'Ministry Of Ungentlemanly Warfare' Will Bring Director Guy Ritchie To World War II
After helming The Gentlemen, Guy Ritchie is ready for something ungentlemanly with Ministry of Ungentlemanly Warfare, a World War II movie based on the non-fiction book about the black ops units controlled by Prime Minister Winston Churchill. Ritchie will write and direct the film, which is set up at Paramount Pictures and will be executive produced by Jerry Bruckheimer and Chad Oman.
Deadline has the scoop, revealing that Guy Witchie will write and direct Ministry of Ungentlemanly Warfare, a World War II movie based on the book Ministry of Ungentlemanly Warfare: How Churchill's Secret Warriors Set Europe Ablaze and Gave Birth to Modern Black Ops by Damien Lewis. Lewis's book tells the true story of "the top-secret 'butcher-and-bolt' black ops units Prime Minister Winston Churchill tasked with stopping the unstoppable German war machine."

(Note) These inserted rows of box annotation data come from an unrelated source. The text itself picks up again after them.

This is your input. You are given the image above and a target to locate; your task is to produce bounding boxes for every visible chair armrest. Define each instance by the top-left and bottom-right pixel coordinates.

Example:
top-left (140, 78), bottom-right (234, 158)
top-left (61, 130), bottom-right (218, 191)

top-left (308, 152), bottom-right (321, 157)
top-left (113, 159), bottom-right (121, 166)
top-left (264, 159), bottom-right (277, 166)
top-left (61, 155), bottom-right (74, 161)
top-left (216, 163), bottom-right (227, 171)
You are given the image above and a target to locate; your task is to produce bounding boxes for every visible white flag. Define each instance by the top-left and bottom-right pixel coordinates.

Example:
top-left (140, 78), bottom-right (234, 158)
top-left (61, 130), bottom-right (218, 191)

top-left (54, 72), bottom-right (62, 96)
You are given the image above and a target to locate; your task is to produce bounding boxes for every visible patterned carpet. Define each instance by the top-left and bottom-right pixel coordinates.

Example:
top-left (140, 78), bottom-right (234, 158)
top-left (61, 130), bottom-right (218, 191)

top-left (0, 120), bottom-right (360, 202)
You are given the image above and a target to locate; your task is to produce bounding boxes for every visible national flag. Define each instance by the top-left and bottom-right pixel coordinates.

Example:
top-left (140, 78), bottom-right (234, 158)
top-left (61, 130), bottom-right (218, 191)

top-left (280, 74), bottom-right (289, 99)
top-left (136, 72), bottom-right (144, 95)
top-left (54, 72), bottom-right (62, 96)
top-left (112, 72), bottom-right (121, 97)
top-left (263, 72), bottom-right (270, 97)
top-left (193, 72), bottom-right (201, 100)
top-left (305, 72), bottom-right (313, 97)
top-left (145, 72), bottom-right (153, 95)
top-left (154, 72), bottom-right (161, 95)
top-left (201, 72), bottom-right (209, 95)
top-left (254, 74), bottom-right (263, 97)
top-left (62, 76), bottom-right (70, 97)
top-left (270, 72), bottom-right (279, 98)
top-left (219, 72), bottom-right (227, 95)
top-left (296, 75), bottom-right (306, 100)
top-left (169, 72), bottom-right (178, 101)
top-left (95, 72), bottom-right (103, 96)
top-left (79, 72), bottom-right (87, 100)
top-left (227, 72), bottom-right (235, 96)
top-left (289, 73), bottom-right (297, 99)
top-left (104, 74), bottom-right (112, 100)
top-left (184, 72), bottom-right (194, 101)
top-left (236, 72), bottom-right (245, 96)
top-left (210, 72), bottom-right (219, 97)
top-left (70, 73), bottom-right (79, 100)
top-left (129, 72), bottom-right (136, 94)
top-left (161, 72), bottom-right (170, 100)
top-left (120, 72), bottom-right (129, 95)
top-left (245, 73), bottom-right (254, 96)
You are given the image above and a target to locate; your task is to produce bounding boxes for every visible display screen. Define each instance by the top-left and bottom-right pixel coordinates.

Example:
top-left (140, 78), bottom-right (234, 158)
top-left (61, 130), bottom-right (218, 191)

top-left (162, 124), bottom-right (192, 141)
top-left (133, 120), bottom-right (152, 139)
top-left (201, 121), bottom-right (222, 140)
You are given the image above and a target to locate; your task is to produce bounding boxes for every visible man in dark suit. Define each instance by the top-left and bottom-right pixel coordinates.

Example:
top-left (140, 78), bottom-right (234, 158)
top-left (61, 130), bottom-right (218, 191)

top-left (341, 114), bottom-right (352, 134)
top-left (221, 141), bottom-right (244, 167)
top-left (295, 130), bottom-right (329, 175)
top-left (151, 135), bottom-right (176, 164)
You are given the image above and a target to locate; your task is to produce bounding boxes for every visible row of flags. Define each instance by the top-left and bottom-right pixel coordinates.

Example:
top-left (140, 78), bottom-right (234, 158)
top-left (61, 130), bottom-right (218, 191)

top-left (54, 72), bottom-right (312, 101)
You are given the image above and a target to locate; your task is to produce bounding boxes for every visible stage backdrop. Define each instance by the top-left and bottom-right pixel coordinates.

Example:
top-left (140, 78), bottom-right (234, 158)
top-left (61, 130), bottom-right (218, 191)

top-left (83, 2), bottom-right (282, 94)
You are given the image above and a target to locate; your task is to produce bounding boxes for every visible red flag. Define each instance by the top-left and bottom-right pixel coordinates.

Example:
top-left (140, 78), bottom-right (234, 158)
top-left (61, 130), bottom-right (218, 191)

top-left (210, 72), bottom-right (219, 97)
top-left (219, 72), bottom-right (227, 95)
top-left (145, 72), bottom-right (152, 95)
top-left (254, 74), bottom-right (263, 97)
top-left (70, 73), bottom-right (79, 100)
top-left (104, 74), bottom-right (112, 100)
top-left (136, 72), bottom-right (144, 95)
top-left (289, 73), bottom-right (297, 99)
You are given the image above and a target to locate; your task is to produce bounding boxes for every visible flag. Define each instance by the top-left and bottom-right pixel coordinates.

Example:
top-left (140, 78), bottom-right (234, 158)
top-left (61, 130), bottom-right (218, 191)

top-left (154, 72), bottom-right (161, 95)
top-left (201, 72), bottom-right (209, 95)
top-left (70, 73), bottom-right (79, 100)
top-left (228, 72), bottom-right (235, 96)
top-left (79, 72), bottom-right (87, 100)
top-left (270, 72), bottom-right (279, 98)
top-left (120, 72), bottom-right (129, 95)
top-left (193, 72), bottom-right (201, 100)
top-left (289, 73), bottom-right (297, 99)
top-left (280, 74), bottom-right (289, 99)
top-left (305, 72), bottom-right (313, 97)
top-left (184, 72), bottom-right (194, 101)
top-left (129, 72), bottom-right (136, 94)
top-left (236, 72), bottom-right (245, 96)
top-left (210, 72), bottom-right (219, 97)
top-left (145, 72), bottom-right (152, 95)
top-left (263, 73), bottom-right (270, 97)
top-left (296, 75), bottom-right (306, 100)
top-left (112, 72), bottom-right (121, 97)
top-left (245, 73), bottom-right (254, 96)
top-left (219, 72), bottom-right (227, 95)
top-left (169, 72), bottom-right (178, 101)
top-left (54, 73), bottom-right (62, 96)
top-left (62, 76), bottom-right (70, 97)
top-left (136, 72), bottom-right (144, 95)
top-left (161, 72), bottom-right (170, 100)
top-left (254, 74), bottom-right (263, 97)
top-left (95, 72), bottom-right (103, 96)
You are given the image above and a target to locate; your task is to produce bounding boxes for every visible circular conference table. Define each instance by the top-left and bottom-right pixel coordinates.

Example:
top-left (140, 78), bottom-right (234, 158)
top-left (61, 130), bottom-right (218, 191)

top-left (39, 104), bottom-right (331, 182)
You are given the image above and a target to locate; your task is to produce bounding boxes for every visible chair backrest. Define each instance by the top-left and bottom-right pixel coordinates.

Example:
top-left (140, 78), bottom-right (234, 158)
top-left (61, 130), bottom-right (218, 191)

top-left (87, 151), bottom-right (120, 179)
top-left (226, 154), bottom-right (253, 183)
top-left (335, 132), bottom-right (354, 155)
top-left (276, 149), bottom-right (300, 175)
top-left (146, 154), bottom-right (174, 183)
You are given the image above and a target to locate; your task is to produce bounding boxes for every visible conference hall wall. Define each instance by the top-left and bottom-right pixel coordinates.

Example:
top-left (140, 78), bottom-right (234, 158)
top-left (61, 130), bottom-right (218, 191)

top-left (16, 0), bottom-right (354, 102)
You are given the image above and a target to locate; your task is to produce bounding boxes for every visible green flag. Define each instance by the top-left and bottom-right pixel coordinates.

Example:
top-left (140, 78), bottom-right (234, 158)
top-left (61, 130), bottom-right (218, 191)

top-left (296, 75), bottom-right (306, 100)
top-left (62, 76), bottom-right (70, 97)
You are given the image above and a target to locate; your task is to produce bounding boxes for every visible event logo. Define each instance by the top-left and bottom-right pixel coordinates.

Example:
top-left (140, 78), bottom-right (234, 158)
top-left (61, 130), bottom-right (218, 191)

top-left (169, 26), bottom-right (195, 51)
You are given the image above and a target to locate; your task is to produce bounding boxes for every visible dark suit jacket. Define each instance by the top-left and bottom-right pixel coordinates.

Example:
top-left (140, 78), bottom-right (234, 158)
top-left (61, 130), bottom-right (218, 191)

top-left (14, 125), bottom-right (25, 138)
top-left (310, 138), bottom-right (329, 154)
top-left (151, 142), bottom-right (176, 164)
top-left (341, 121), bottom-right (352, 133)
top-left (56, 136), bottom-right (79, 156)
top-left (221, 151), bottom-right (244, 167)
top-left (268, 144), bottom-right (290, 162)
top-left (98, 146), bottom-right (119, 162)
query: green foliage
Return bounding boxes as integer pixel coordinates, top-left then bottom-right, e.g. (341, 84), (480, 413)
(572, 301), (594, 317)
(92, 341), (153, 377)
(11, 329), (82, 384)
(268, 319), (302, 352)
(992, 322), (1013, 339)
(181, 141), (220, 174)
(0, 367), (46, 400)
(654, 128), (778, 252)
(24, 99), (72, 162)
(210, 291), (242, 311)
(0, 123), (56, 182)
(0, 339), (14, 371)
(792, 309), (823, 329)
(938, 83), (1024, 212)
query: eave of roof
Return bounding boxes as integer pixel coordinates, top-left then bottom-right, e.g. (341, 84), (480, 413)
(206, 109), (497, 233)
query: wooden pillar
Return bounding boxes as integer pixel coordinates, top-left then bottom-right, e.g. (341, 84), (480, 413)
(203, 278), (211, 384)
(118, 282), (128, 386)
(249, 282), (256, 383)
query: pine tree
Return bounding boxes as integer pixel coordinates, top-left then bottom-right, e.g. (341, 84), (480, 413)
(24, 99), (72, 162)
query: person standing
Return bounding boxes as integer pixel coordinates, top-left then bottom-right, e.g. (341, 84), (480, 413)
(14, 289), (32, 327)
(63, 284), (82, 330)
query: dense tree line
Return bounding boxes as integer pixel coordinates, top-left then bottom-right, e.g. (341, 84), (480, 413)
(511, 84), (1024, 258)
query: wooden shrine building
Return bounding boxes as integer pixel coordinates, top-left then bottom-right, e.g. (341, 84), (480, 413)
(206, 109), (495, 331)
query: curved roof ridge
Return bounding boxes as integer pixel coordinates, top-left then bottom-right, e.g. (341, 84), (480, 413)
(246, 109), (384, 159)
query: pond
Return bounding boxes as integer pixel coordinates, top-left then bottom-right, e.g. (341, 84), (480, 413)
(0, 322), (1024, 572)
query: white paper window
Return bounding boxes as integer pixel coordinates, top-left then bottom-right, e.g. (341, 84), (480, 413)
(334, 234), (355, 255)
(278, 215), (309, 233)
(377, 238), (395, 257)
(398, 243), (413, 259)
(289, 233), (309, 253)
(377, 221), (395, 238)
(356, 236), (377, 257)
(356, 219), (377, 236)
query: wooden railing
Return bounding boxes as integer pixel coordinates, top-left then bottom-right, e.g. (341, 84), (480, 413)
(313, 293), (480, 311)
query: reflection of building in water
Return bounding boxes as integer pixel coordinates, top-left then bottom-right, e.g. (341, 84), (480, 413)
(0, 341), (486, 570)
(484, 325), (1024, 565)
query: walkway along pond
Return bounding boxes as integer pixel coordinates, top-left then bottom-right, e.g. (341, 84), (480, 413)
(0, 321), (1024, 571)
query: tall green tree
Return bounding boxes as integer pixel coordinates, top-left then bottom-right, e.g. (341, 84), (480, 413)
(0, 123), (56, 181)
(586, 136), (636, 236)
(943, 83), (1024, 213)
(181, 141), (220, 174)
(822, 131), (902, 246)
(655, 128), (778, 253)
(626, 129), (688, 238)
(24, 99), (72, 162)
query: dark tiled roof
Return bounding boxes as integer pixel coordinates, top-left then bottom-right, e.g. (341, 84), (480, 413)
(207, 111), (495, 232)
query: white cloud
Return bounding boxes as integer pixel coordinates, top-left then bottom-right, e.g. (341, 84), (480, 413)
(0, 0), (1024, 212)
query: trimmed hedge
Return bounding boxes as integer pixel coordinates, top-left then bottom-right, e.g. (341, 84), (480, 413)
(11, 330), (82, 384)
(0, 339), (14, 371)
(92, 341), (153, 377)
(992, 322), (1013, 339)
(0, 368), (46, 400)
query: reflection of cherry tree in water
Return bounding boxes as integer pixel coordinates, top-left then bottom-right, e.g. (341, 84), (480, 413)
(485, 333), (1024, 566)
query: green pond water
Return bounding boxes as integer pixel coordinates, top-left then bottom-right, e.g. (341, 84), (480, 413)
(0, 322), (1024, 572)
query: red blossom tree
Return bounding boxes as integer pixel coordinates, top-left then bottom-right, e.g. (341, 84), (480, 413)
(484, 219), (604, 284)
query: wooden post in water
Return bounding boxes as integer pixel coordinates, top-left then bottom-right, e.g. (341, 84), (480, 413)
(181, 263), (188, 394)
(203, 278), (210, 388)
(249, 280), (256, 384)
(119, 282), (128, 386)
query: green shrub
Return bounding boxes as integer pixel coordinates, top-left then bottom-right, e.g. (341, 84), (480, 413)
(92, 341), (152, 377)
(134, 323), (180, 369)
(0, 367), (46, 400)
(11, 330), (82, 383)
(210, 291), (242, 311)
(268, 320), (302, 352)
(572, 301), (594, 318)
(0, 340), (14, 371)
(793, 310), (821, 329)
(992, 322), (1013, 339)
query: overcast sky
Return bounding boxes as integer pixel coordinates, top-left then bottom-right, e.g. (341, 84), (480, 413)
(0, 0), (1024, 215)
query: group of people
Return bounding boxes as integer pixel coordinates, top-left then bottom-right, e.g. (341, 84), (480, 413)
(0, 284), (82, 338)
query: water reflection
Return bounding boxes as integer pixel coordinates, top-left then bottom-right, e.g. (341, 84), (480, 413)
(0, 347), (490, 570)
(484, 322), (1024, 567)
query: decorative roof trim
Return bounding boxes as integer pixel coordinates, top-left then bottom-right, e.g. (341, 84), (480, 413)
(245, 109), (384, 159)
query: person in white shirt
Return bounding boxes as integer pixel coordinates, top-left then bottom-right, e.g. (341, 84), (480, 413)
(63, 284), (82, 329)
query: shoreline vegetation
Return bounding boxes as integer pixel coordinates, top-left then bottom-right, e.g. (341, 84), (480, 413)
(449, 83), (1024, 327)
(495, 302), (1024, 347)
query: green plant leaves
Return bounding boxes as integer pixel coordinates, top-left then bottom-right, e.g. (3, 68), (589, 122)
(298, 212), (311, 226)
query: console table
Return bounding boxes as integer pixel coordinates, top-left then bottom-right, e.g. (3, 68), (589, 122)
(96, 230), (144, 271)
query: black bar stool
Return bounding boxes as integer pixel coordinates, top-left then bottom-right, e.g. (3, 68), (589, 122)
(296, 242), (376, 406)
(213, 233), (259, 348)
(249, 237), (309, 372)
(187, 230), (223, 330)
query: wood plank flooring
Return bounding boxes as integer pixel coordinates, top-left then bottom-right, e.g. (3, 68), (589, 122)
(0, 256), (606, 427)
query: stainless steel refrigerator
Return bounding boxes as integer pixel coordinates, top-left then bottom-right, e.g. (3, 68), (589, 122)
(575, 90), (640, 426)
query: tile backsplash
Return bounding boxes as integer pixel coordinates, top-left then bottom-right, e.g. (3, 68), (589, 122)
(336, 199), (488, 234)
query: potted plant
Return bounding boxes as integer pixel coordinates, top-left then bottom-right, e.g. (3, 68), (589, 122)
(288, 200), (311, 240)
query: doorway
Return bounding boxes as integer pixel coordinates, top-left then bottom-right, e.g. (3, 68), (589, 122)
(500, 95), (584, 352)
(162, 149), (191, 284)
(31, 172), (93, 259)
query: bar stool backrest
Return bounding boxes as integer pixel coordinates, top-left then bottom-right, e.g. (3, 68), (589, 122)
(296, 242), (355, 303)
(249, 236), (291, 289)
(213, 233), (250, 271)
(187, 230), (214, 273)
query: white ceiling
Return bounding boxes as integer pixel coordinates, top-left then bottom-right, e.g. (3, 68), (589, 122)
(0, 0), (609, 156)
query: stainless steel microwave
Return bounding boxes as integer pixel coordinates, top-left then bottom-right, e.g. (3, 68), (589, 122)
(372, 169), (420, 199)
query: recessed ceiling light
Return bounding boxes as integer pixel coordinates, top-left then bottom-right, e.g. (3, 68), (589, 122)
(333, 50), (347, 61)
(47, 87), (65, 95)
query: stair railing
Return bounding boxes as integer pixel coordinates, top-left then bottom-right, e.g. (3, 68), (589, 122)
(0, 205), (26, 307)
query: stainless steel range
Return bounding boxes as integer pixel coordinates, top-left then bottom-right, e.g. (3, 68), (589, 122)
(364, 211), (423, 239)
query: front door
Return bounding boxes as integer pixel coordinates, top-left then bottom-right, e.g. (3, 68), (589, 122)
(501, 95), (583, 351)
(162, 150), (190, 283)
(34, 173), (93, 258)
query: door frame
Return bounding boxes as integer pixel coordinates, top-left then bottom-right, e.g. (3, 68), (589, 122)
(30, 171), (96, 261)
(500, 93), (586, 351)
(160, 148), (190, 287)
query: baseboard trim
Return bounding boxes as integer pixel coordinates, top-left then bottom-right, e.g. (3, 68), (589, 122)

The book's synopsis has even more detail:
When France fell to the Nazis in 1940, Churchill declared that Britain would resist the advance of the German army–alone if necessary. Churchill commanded the Special Operations Executive to secretly develop of a very special kind of military unit that would operate on their own initiative deep behind enemy lines. The units would be licensed to kill, fully deniable by the British government, and a ruthless force to meet the advancing Germans.
These were not your typical soldiers, either. Instead, the units were made up of "criminals, rogues, and survivalists," lead by "Gus March-Phillipps, a wild British eccentric of high birth, and an aristocratic, handsome, and bloodthirsty young Danish warrior, Anders Lassen." The members were also "amped up on amphetamines" and described as "renegades and sociopaths," so you can certainly see why Ritchie would be considered a good fit for this material – he's already made a bunch of movies about sociopathic criminal-types banding together. The Deadline report adds: "They became a very tight-knit group, and their work spanned WWII. They won important victories against the Nazis, breaking all the accepted rules of warfare in the process and using deception and even the bow and arrow to dispatch the enemy."
Paramount scooped up the rights to the book in 2015, and previous versions of the script were written by Arash Amel, Paul Tamasy, and Eric Johnson. Ritchie's work is hit and miss for me, and honestly, the misses really outnumber the hits. That said, this is a neat premise, and I'm curious to see what he does with it in the end.